Nonetheless, the decapitation of Mr Coke’s organisation represents a small, if significant, victory in a very long battle. The island remains awash in guns: Mr Cohen testified that the mobs received regular shipments of AK-47s and M-16s from New York. They were distributed (under close supervision from gang lieutenants) to hundreds of young recruits or “shotters”, some of whom were only 14 years old. Among Mr Cohen’s most explosive (and unproven) allegations is that some of these gunmen were deployed in JLP election campaigns. Mr Coke’s younger brother, Leighton “Livity” Coke, was held for two years on gun charges, but was just freed last month because of shaky identification evidence. (He was detained again on June 12th for questioning about murders in west Kingston).

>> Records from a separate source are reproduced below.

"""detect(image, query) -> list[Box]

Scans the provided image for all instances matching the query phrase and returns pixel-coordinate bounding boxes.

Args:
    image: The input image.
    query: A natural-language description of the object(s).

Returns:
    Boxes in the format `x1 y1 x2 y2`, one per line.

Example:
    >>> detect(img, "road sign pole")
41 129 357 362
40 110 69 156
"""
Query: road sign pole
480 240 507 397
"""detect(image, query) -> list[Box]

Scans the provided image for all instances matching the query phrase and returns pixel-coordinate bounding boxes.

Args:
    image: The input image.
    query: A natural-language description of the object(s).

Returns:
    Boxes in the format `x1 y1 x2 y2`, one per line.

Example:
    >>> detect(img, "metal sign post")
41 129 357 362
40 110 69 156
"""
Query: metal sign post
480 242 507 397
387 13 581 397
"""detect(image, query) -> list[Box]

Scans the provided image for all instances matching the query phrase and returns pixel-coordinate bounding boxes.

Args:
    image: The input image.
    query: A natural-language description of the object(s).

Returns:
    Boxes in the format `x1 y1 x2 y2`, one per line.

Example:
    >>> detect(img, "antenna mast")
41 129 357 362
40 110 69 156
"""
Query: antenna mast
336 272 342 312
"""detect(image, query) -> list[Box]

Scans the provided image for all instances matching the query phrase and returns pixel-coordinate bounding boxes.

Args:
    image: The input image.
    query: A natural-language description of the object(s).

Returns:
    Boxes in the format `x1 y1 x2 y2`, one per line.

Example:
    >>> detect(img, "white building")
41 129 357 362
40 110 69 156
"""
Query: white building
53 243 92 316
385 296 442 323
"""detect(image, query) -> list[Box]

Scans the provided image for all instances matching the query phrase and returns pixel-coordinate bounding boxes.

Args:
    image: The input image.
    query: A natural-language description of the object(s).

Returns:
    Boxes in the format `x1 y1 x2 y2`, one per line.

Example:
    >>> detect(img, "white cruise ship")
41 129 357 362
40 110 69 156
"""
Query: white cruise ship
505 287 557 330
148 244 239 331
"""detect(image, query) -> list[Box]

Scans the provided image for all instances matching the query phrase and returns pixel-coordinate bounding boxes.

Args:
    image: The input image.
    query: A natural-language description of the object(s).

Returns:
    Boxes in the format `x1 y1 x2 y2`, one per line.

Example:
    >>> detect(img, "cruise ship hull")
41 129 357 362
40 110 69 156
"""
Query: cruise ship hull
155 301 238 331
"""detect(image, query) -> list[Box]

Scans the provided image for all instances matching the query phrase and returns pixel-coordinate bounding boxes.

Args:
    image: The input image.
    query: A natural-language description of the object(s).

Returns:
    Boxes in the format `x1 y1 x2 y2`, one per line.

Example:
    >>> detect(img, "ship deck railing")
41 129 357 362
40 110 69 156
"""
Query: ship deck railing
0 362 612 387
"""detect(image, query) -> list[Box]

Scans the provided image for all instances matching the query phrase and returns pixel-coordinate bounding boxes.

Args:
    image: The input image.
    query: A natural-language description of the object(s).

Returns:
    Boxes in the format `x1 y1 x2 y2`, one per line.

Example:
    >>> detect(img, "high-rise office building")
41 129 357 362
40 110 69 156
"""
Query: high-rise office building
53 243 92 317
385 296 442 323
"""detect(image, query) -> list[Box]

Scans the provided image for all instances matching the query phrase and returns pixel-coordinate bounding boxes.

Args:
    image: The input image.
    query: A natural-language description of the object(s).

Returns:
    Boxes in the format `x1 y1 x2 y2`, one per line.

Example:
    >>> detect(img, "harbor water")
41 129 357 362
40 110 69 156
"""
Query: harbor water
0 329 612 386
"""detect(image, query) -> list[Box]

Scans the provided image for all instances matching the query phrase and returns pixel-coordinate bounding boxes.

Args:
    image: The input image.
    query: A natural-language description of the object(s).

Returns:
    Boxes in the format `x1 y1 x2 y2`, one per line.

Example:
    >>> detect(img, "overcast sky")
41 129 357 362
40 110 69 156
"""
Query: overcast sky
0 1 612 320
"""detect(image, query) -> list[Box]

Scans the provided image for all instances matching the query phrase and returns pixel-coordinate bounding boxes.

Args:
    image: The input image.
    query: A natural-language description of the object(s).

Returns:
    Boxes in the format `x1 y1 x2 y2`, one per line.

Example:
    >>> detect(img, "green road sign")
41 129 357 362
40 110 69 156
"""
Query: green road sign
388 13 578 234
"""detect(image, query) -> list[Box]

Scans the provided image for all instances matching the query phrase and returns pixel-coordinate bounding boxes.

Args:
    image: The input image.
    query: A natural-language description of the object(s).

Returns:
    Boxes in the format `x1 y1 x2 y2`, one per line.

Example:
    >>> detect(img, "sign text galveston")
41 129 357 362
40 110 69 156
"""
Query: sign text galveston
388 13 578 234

Moreover, the urban poverty and discontent that feed the gangs remain as entrenched as ever. And violence still runs deep in Jamaican popular culture. A leading musician, Vybz Kartel, currently faces a murder charge. Tivoli residents, who vowed to “die for Dudus” when the government invaded the district, still revere “Prezi”, as Mr Coke was also known. He ran “treats” or street parties, handed out school supplies and groceries and raised money for residents’ medical care. “I’m a good person, and I have done a lot of good deeds for persons in my community”, he said while pleading for leniency at his sentencing hearing, and wrote in one letter home, “To God be the glory for all that he was doing through me”. Until the Jamaican state can begin offering these services as effectively as the gangs do, any mobsters it manages to arrest or kill will be swiftly and effectively replaced.